Optimizing particles rendering

Ysaneya · August 1, 2003, 3:51am

I’m currently trying to implement a particle system for my game.

First of all, all the relevant source code i’m going to discuss about can be downloaded here:
http://www.fl-tw.com/opengl/Particles.h http://www.fl-tw.com/opengl/Particles.cpp

The CPU processing is pretty optimized, from my profiling i found it takes very little CPU time (around 0.01 milliseconds for 1000 particles).

The rendering, however (in the source code, it’s the whole CParticleGroup::render() code), takes forever. Rendering the scene, including a 50K polys terrain with LOD, and 1000 ojects, takes 4 milliseconds. Rendering the particles takes 10 milliseconds! More than twice, just for particles.

I’m not really sure how i could improve the code, so suggestions are welcome.

Vertex shaders is out of question, as i want it to run on older hardware (Geforce 2s). I cannot use point sprites (or can i?), because my particles all share the same texture, and have different texture coordinates. One thing i’m thinking of doing is to use a triangle instead of a quad, for each particle… but that will not fundamentally solve the problem. And as you see, i’m already using a dynamic VBO to fill my vertices in. If somebody has implemented an optimized particle system, please share…

Y.

Nutty · August 1, 2003, 3:59am

If you’re only drawing 1000 particles, then how big are they? Could it be you’re fillrate limited? Try halfing your window size and see if it has any impact on speed.

harsman · August 1, 2003, 4:11am

Why are you using DrawElements for particles? Maybe try to use DrawArrays or use a vbo for the indices as well. You might be seeing some sort of performance glitch related to mixing regulars vertex arrays and vbos.

M_dm_n · August 1, 2003, 4:11am

Vertex shaders arn’t out of question, even GF1 has ARB_v_p, but it’s emulated on CPU through driver (with werrrrry acceptable speed even on PII-350, I was working with GF2GTS vp a lot).
http://www.delphi3d.net/hardware/extsupport.php?extension=GL_ARB_vertex_program

Ysaneya · August 1, 2003, 5:11am

The problem is, they’re not very big. It’s hard to tell, with perspective some of them are small, some are bigger, but i’d say none of them exceeds a size of 100x100 pixels (on a 1024x768 screen). Most of them are probably 30x30.
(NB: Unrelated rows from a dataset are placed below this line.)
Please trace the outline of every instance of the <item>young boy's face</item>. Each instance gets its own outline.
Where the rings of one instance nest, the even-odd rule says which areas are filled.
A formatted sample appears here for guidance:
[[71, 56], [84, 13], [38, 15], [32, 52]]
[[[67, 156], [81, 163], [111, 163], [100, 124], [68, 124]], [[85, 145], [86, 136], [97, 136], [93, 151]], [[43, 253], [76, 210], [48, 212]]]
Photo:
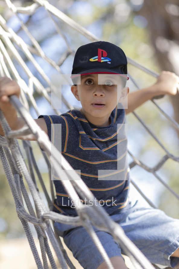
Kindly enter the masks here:
[[94, 125], [109, 125], [111, 112], [121, 96], [123, 86], [120, 76], [108, 74], [81, 76], [81, 83], [72, 86], [71, 90], [81, 102], [81, 112]]

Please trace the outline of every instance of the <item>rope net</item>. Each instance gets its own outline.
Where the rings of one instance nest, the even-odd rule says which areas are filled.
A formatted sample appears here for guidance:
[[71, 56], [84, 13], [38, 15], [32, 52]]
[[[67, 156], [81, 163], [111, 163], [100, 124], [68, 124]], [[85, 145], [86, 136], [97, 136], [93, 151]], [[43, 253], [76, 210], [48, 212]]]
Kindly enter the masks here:
[[[16, 80], [20, 86], [21, 90], [21, 102], [15, 96], [11, 97], [11, 101], [26, 124], [26, 127], [21, 130], [12, 131], [3, 113], [0, 112], [0, 121], [5, 134], [5, 138], [2, 137], [0, 138], [0, 155], [14, 199], [17, 213], [27, 236], [37, 268], [38, 269], [48, 268], [49, 262], [51, 268], [54, 269], [56, 269], [59, 266], [59, 263], [63, 268], [67, 268], [67, 264], [71, 268], [75, 268], [63, 248], [60, 239], [53, 231], [52, 224], [55, 221], [84, 227], [106, 261], [108, 268], [110, 269], [113, 267], [93, 229], [92, 224], [107, 231], [112, 235], [120, 244], [125, 254], [130, 258], [135, 268], [138, 269], [153, 268], [153, 266], [126, 237], [120, 227], [111, 220], [101, 207], [85, 206], [81, 203], [78, 203], [75, 205], [78, 216], [75, 217], [61, 215], [52, 211], [55, 196], [51, 180], [51, 161], [53, 162], [53, 167], [58, 177], [63, 180], [62, 183], [71, 199], [75, 201], [78, 201], [79, 199], [78, 195], [80, 195], [84, 198], [86, 197], [94, 201], [94, 197], [79, 176], [73, 170], [60, 153], [51, 144], [46, 136], [34, 121], [29, 112], [29, 107], [31, 112], [33, 110], [32, 114], [36, 113], [36, 115], [38, 116], [42, 113], [39, 111], [35, 100], [36, 98], [37, 99], [40, 96], [43, 98], [44, 103], [47, 102], [50, 105], [51, 104], [50, 79], [41, 66], [43, 63], [45, 62], [46, 64], [52, 68], [51, 73], [56, 72], [56, 73], [62, 74], [61, 66], [65, 62], [68, 62], [69, 58], [72, 59], [75, 53], [74, 48], [70, 44], [73, 44], [75, 46], [75, 43], [68, 41], [71, 39], [72, 33], [73, 33], [73, 36], [82, 37], [87, 41], [86, 43], [88, 41], [98, 41], [99, 39], [45, 0], [36, 0], [31, 5], [26, 7], [16, 7], [10, 0], [1, 2], [1, 5], [3, 4], [14, 14], [14, 16], [17, 17], [20, 26], [17, 31], [18, 34], [8, 27], [5, 19], [0, 15], [0, 75], [2, 76], [6, 76]], [[50, 23], [54, 26], [53, 31], [56, 31], [60, 40], [63, 40], [63, 51], [55, 61], [43, 50], [30, 32], [30, 27], [28, 27], [28, 24], [26, 25], [22, 18], [22, 14], [29, 17], [36, 13], [42, 11], [45, 12], [46, 15], [48, 15], [48, 19], [50, 20]], [[28, 22], [28, 20], [27, 21]], [[68, 38], [66, 37], [67, 29], [69, 34]], [[26, 42], [25, 40], [21, 37], [22, 31], [26, 35], [28, 42]], [[40, 58], [41, 59], [41, 64], [39, 63]], [[134, 66], [135, 68], [139, 68], [142, 72], [155, 77], [158, 75], [156, 72], [132, 59], [128, 58], [128, 60], [129, 66]], [[130, 70], [130, 67], [129, 69]], [[71, 70], [69, 71], [69, 73], [70, 72]], [[48, 74], [48, 76], [50, 75]], [[139, 86], [133, 77], [130, 75], [129, 76], [135, 87], [139, 89]], [[66, 110], [67, 108], [71, 109], [73, 108], [67, 99], [62, 95], [62, 111], [63, 109]], [[152, 102], [170, 124], [179, 131], [179, 125], [160, 107], [155, 100], [153, 100]], [[59, 115], [61, 112], [54, 109], [53, 113]], [[153, 175], [178, 200], [179, 195], [166, 183], [160, 175], [159, 171], [168, 160], [170, 159], [178, 163], [179, 158], [166, 148], [136, 112], [133, 113], [133, 116], [136, 118], [136, 120], [143, 126], [164, 153], [157, 163], [151, 167], [139, 160], [129, 148], [128, 153], [132, 160], [129, 164], [129, 167], [132, 170], [132, 177], [134, 167], [138, 166]], [[40, 148], [44, 151], [40, 150], [41, 154], [43, 155], [48, 170], [50, 191], [46, 190], [43, 179], [33, 154], [31, 143], [25, 141], [21, 143], [24, 149], [22, 150], [24, 151], [25, 150], [27, 157], [28, 169], [20, 147], [15, 138], [19, 135], [30, 134], [33, 134], [37, 138]], [[62, 170], [59, 169], [60, 166]], [[70, 180], [72, 178], [73, 179], [73, 181]], [[66, 179], [66, 180], [64, 180]], [[133, 180], [132, 182], [147, 202], [153, 207], [156, 207], [136, 183]], [[45, 195], [49, 208], [45, 205], [40, 197], [37, 186], [39, 183]], [[29, 198], [30, 193], [33, 198], [33, 203]], [[94, 203], [93, 204], [94, 204]], [[39, 240], [40, 254], [37, 250], [29, 223], [34, 225]], [[58, 258], [58, 261], [57, 262], [55, 261], [52, 254], [49, 244], [49, 241]], [[155, 266], [157, 267], [156, 266]]]

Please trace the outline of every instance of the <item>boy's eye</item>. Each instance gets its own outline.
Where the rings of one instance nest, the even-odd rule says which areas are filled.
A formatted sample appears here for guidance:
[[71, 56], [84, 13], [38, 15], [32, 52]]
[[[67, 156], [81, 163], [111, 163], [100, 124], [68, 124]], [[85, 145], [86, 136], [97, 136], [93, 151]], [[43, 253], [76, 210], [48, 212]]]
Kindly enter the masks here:
[[106, 85], [107, 86], [112, 86], [114, 85], [114, 83], [111, 80], [106, 80], [104, 83], [104, 85]]
[[87, 84], [87, 85], [92, 85], [92, 84], [94, 84], [94, 83], [92, 79], [87, 79], [85, 82], [85, 84]]

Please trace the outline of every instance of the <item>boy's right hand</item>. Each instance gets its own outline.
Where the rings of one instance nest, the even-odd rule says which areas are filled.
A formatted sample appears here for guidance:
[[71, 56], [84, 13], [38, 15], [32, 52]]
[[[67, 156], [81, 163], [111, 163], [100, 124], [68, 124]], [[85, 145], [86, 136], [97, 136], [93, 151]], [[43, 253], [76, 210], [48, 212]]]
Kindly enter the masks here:
[[20, 91], [20, 87], [15, 80], [7, 77], [0, 78], [0, 108], [3, 111], [7, 107], [10, 96], [14, 94], [19, 98]]

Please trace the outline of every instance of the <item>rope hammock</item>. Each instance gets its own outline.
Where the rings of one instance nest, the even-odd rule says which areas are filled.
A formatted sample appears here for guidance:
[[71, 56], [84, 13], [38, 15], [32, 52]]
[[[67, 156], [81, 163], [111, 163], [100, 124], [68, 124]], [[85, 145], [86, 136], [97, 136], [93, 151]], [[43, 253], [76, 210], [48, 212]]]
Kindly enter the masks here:
[[[36, 57], [38, 56], [41, 57], [51, 66], [56, 72], [62, 74], [60, 68], [61, 65], [69, 55], [74, 55], [74, 50], [63, 32], [63, 28], [59, 26], [60, 25], [59, 22], [62, 25], [67, 25], [69, 28], [75, 32], [78, 32], [90, 41], [99, 40], [97, 37], [47, 1], [35, 0], [34, 2], [30, 6], [17, 8], [10, 0], [5, 0], [4, 1], [6, 6], [18, 18], [21, 23], [21, 28], [31, 41], [31, 45], [26, 44], [19, 35], [18, 35], [12, 29], [9, 28], [5, 19], [0, 15], [0, 75], [1, 76], [5, 76], [15, 79], [20, 85], [21, 90], [21, 102], [14, 96], [11, 97], [10, 100], [26, 123], [26, 127], [22, 129], [12, 131], [2, 113], [0, 111], [0, 122], [5, 134], [5, 138], [0, 137], [0, 157], [14, 199], [18, 216], [24, 229], [37, 267], [38, 269], [47, 269], [49, 268], [50, 262], [53, 269], [57, 269], [59, 266], [59, 262], [61, 268], [64, 269], [67, 268], [67, 264], [72, 269], [75, 268], [63, 248], [60, 238], [55, 232], [54, 231], [52, 224], [54, 221], [57, 221], [64, 224], [82, 225], [85, 227], [106, 261], [107, 268], [109, 269], [112, 269], [113, 267], [93, 230], [92, 224], [107, 232], [112, 235], [122, 247], [126, 254], [130, 258], [135, 268], [153, 268], [154, 266], [127, 237], [120, 226], [110, 219], [101, 207], [86, 205], [85, 206], [80, 202], [77, 203], [77, 201], [79, 200], [79, 195], [84, 199], [86, 197], [94, 202], [94, 197], [79, 176], [50, 142], [46, 136], [36, 124], [30, 114], [28, 103], [34, 108], [38, 116], [40, 115], [34, 97], [34, 94], [36, 93], [37, 92], [50, 104], [51, 103], [49, 94], [50, 81], [36, 61]], [[2, 4], [1, 2], [1, 4]], [[56, 28], [57, 33], [63, 39], [66, 44], [66, 50], [57, 63], [50, 58], [43, 51], [19, 15], [20, 13], [22, 13], [30, 16], [34, 14], [40, 8], [45, 9], [46, 12], [48, 13]], [[28, 65], [26, 64], [23, 60], [24, 56], [32, 63], [33, 68], [43, 78], [46, 85], [47, 85], [46, 87], [40, 82], [40, 80], [33, 75]], [[15, 61], [13, 61], [12, 59], [15, 60]], [[155, 77], [157, 77], [158, 75], [131, 59], [128, 58], [128, 61], [129, 64]], [[28, 81], [27, 83], [25, 82], [25, 80], [22, 78], [17, 70], [19, 69], [19, 66], [21, 66], [21, 70], [23, 70], [27, 78], [26, 79]], [[130, 75], [129, 76], [135, 86], [139, 89], [139, 87], [135, 80]], [[62, 99], [63, 103], [68, 109], [71, 109], [73, 108], [62, 95]], [[177, 130], [179, 131], [179, 125], [158, 106], [155, 101], [153, 99], [152, 102], [160, 112]], [[56, 109], [54, 110], [54, 113], [57, 115], [60, 114], [59, 111]], [[155, 166], [151, 167], [138, 159], [135, 154], [129, 150], [129, 154], [133, 159], [129, 164], [130, 169], [132, 170], [134, 167], [138, 166], [153, 174], [169, 192], [179, 200], [179, 195], [168, 185], [158, 173], [168, 159], [179, 162], [179, 157], [171, 153], [143, 121], [135, 112], [133, 113], [137, 120], [164, 151], [165, 154]], [[28, 169], [16, 139], [16, 138], [19, 137], [19, 136], [30, 134], [33, 134], [37, 138], [40, 148], [43, 150], [41, 151], [41, 154], [48, 169], [50, 195], [49, 195], [49, 192], [47, 192], [46, 189], [43, 179], [39, 170], [31, 142], [25, 141], [23, 141], [22, 142], [27, 156], [29, 168]], [[62, 180], [62, 183], [69, 196], [76, 201], [75, 203], [76, 203], [75, 205], [78, 210], [78, 216], [72, 217], [61, 215], [52, 211], [55, 195], [52, 182], [51, 180], [51, 162], [53, 162], [53, 168], [58, 176], [63, 180]], [[60, 167], [62, 169], [60, 169]], [[71, 180], [72, 178], [73, 179], [73, 180]], [[49, 209], [47, 209], [44, 205], [40, 197], [37, 187], [37, 182], [38, 184], [39, 182], [42, 186]], [[133, 180], [132, 183], [149, 203], [153, 207], [156, 208], [153, 203], [142, 193], [136, 183]], [[29, 197], [29, 193], [33, 198], [33, 203]], [[94, 203], [93, 203], [94, 204]], [[37, 250], [29, 222], [34, 225], [40, 242], [40, 255]], [[58, 258], [58, 261], [57, 262], [55, 261], [53, 257], [51, 247], [49, 244], [49, 241], [51, 242]], [[158, 268], [156, 265], [154, 266], [155, 268]]]

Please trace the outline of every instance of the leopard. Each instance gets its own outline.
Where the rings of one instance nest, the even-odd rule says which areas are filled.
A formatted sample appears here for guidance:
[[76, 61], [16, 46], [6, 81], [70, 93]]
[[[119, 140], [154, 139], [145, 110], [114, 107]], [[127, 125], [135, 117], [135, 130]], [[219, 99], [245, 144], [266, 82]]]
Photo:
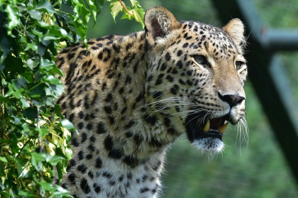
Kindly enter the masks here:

Changing the resolution doesn’t impact on the performance.

Harshman: you’re right, that’s an idea, but i’m not mixing regular vertex arrays and VBO ? All the objects, the terran and the particles in my scene are done with VBO.

Madman: sure, but then i’m gonna loose all the benefits of VBO, writing directly the data to AGP/video memory. Because if you’re doing vertex programs in software, the driver has to read back from the vertex data. That’s why i want to avoid vertex programs.

Y.

harsman · August 2, 2003, 5:58am

Well, the indices aren’t in an vbo are they? That’s what I meant with “regular vertex array”. Shouldn’t really matter on a GF2 but it might be a glitch in the VBO implementation.

rwilco · August 2, 2003, 6:46am

Couldn’t the UnmapBuffer call have something to do with it… worth a try

imported_Adrian1 · August 2, 2003, 7:17am

Can you not use UNSIGNED_SHORT instead of UNSIGNED_INT in your drawelements call? That’s not causing your problem but it will be a little faster.

I would be interested to see a time for the drawelements call alone.

I can get 7 million particles a second with pointsprites so if you could use pointsprites(not sure if you can) its probably worth doing.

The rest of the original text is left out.